Even so though, they're still fun and most of the people are really friendly and happy to talk to us and show us how to do things and they generally treat us as the same as each other (the master just beats us a little less!). We even get taken home at the end of the night in the club's minibus, driven at breakneck speed by one of the young black belt guys - an exciting end to an evening's session. The master is really kind and is always giving us random gifts. This week he gave us a huge jar of Korean citrus tea which looks a lot like marmalade and is particularly good to drink when you have a cold. Not sure if we were looking ill or something but very generous of him anyway. He is the proud owner of a smart phone and is forever trying to communicate with us through it as he doesn't speak much English and our grasp of Korean is laughable.
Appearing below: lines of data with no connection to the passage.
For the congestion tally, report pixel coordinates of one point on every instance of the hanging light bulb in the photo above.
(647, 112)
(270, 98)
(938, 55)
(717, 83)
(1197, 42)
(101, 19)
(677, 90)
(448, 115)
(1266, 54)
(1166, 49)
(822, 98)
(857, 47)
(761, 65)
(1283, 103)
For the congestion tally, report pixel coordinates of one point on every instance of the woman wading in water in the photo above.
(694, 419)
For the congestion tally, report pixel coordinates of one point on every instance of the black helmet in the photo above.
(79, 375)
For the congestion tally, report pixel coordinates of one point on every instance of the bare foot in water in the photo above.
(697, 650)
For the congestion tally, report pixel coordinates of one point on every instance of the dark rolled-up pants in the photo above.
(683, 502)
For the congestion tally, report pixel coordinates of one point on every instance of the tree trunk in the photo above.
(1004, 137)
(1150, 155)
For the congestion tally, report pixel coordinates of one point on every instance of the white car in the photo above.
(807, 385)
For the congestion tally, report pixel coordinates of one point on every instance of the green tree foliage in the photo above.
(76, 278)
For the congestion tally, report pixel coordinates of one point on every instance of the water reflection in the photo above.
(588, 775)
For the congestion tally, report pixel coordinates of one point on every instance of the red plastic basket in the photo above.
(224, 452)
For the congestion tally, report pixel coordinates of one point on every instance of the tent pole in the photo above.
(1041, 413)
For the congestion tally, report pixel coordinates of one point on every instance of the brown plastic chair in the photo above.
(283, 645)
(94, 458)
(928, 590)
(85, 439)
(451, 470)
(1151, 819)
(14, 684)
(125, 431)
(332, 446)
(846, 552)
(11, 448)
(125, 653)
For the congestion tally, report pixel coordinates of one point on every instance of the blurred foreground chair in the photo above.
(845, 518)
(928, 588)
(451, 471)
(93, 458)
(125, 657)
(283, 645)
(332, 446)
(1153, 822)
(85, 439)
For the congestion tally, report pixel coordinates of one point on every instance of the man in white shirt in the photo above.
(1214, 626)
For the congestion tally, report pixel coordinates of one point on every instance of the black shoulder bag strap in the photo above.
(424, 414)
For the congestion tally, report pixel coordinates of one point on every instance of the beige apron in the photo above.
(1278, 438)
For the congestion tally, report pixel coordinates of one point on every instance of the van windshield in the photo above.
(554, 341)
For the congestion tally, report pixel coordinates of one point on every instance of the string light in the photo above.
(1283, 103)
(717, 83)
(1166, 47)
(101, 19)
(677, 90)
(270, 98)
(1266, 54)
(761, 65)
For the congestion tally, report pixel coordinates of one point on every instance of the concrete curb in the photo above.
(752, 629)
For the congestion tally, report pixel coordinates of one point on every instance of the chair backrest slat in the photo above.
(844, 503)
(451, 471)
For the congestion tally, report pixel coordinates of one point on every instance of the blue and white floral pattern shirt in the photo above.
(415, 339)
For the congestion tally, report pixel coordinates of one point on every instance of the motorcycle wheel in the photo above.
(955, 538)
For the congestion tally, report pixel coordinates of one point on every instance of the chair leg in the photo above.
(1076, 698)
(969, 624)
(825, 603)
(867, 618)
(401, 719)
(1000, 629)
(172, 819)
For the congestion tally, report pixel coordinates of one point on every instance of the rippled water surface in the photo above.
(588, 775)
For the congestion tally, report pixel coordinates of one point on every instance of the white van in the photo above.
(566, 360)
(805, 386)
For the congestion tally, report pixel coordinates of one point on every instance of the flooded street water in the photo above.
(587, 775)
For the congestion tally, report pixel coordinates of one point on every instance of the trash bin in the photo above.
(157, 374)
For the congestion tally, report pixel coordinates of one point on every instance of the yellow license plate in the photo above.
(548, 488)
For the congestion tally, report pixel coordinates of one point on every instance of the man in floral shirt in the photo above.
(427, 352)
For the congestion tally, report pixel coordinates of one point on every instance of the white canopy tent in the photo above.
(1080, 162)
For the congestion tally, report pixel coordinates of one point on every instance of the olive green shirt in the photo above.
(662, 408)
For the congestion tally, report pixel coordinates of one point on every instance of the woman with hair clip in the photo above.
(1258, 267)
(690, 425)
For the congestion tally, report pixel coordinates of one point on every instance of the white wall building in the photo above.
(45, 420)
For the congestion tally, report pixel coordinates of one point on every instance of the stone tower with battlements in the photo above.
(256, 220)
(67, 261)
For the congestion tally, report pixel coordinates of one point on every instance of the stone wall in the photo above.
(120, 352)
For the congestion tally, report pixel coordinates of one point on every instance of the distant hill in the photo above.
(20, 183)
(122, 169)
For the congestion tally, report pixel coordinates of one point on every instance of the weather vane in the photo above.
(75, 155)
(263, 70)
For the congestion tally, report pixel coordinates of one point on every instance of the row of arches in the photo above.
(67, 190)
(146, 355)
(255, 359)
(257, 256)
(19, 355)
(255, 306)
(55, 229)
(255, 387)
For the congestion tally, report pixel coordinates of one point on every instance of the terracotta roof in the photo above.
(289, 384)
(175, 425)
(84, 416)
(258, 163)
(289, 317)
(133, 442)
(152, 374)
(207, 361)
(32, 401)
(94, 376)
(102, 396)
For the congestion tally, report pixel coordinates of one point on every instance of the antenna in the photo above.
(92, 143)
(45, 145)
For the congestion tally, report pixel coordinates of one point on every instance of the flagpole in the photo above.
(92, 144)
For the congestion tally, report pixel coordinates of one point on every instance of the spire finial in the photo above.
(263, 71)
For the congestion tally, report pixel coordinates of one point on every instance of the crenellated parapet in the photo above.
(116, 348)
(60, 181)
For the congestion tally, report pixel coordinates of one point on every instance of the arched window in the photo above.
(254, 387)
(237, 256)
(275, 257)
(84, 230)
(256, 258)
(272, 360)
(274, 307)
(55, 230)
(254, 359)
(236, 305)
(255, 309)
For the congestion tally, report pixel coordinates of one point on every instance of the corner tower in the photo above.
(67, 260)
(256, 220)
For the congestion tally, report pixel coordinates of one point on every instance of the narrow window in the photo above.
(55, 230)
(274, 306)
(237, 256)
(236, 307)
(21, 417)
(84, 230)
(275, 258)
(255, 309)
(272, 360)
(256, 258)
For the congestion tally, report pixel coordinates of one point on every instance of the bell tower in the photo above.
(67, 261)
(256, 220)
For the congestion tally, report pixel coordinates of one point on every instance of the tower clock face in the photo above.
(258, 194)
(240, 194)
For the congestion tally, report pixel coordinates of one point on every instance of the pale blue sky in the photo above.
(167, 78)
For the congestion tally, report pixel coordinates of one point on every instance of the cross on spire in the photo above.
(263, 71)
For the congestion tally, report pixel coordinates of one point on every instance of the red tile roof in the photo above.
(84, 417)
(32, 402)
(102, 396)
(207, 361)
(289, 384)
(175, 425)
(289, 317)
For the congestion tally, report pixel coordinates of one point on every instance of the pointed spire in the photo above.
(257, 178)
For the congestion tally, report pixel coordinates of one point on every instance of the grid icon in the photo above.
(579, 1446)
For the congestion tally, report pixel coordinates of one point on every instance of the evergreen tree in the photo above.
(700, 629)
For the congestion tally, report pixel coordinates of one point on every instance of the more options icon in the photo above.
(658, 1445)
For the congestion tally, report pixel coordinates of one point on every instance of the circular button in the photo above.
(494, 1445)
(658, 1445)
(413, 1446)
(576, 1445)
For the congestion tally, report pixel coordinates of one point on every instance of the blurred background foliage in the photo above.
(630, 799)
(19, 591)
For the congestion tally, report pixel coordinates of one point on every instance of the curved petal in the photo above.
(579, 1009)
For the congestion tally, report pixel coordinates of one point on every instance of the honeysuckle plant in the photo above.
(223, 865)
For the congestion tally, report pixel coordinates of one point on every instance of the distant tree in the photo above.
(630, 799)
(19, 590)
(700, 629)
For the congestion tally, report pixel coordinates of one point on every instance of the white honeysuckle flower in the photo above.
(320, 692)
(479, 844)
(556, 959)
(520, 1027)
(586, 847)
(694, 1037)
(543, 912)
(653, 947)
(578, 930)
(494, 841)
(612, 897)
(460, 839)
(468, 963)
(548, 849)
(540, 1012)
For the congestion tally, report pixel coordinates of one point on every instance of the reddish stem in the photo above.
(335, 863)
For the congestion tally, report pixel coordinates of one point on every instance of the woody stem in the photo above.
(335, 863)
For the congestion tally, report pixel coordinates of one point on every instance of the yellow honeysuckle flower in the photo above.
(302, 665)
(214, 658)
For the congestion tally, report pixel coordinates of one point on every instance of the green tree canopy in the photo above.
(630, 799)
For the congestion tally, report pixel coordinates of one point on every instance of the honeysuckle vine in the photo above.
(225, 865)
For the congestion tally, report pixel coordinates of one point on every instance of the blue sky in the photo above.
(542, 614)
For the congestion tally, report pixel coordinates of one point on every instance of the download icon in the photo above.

He is also very keen that we come to Hapkido every weekday evening and if for some reason we don't show up (maybe we have drinks to go to or a friend coming over or we just fancy an evening off) he questions us closely about it the next day and starts worrying that we have been sick! We end up making excuses like "Friend - birthday" as our Korean is too limited to explain the real reasons and he probably wouldn't get the concept of just wanting to veg out for a night. Still, hapkido tuition 5 times a week at 50k won a month is a proper bargain so I'm not complaining.
The Master in a lighthearted mood, juggling tangerines after class.
The gruesome twosome holding tangerines after class.